Tijdens de lessen op school wordt er al veel aandacht gegeven aan werken. Kleijer: ‘Elke maandagmorgen hebben we drie uur arbeidstraining. Dan proberen we te peilen waar de interesses van de leerlingen liggen. Een deel van de leerlingen is binnen de school bezig. Zo is er een groepje leerlingen wat was gaat vouwen en een ander groepje gaat koffie en thee rondbrengen.

Leerlingen die iets meer aankunnen, gaan vlak bij de school klusjes doen. Ze houden het groen rondom de school bij en we hebben ook afspraken gemaakt met een kerk die hier vlakbij staat. Daar doen onze leerlingen ook de groenvoorziening.

Dan zijn er ook nog leerlingen die nóg iets meer aan kunnen. Zij mogen bijvoorbeeld vakkenvullen bij en supermarkt, doen klusjes bij een verzorgingshuis of pakken fruit in bij een groot fruitbedrijf.’ Voorthuyzen: ‘Het is echt allemaal maatwerk. Dat kost natuurlijk veel energie en veel tijd, maar het sluit wel aan bij onze Bijbelse opdracht om de leerlingen zo goed mogelijk voor te bereiden voor de toekomst. We beseffen heel goed dat de een meer en de ander minder talenten heeft gekregen, maar de talenten die je hebt, moet je goed gebruiken.’

Dankbaarheid

Op de vraag of ouders achteraf bezien positief zijn over het speciaal onderwijs, hoeft Voorthuyzen niet lang na te denken. ‘Ja, dat bewijst onze recent gehouden oudertevredenheidsonderzoek nog eens heel duidelijk.’ Kleijer knikt instemmend en zegt: ‘Ouders zijn dankbaar dat hun kind onderwijs heeft gekregen en dat hun welbevinden omhoog is gegaan. Daar worden ouders blij van.’ ‘Het doet pijn als je kind naar het speciaal (basis)onderwijs moet’, vult Voorthuyzen nog aan. ‘Maar in de toekomst zullen de ouders op andere momenten ook pijn gaan voelen. Bijvoorbeeld in de overgang naar het voortgezet onderwijs. Of als ze horen dat leerlingen op het voorgezet onderwijs geslaagd zijn en naar het mbo of het hbo gaan. Dat zit er voor hun kind niet in. Het halen van een rijbewijs lukt hun kind vaak ook niet en geeft ook pijn. Elke keer weer worden ze er mee geconfronteerd dat hun kind wat anders is, maar ouders en verzorgers zijn blij en dankbaar met het speciale onderwijs wat aan hun kind wordt gegeven. Met dat onderwijs worden ze zo goed mogelijk voorbereid voor hun toekomst en een plaats in de maatschappij die past bij de mogelijkheden van hun kind.

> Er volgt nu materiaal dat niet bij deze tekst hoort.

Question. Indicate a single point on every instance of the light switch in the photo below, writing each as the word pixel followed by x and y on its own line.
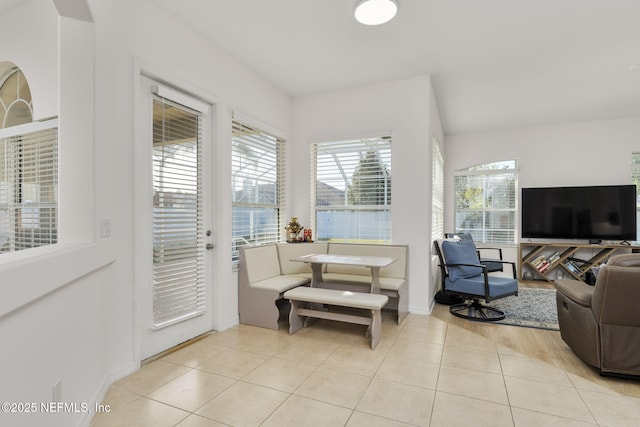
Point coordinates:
pixel 105 227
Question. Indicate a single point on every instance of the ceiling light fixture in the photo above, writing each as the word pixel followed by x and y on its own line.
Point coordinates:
pixel 375 12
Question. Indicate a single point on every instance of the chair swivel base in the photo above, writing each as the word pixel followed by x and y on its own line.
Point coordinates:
pixel 474 310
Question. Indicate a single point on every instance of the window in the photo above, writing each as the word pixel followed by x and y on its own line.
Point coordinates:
pixel 635 179
pixel 28 168
pixel 351 190
pixel 437 192
pixel 485 202
pixel 258 180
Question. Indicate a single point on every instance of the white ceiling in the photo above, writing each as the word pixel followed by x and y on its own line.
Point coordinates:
pixel 494 63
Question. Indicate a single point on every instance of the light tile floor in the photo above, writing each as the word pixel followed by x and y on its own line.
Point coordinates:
pixel 423 373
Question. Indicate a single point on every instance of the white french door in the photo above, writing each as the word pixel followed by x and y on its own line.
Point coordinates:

Speciaal basisonderwijs (sbo)

Dit onderwijs is bedoeld voor leerlingen met leerproblemen, leerlingen met opvoedingsmoeilijkheden en leerlingen met gedragsproblemen. De scholen hebben dezelfde kerndoelen als gewone basisscholen, alleen hebben de leerlingen in het sbo meer tijd om deze doelen te halen. De klassen zijn kleiner, er zijn meer leerkrachten en onderwijsassistenten en leerlingen kunnen in het uiterste geval tot hun veertiende jaar op deze school blijven (maar doorsnee verlaten zij in hun twaalfde levensjaar de school) Na het basisonderwijs gaan de meeste leerlingen naar het vmbo en het praktijkonderwijs, en een enkele leerling gaat naar het voortgezet speciaal onderwijs (vso).


Speciaal onderwijs (so)

Het speciaal onderwijs is er voor leerlingen die niet op een gewone basisschool of het sbo mee kunnen komen en bestaat uit vier clusters: cluster 1 is speciaal voor blinde en slechtziende leerlingen, cluster 2 voor leerlingen die doof of slechthorend zijn, cluster 3 voor verstandelijke gehandicapte en langdurig zieke kinderen en cluster 4 met ernstige gedragsproblemen. Tegenwoordig mogen scholen voor speciaal onderwijs nu alle leerlingen (clusteroverstijgend) inschrijven. Na de basisschoolperiode gaan de kinderen door naar het voortgezet speciaal onderwijs. Daar mogen leerlingen blijven tot en met het schooljaar waarin zij twintig jaar worden.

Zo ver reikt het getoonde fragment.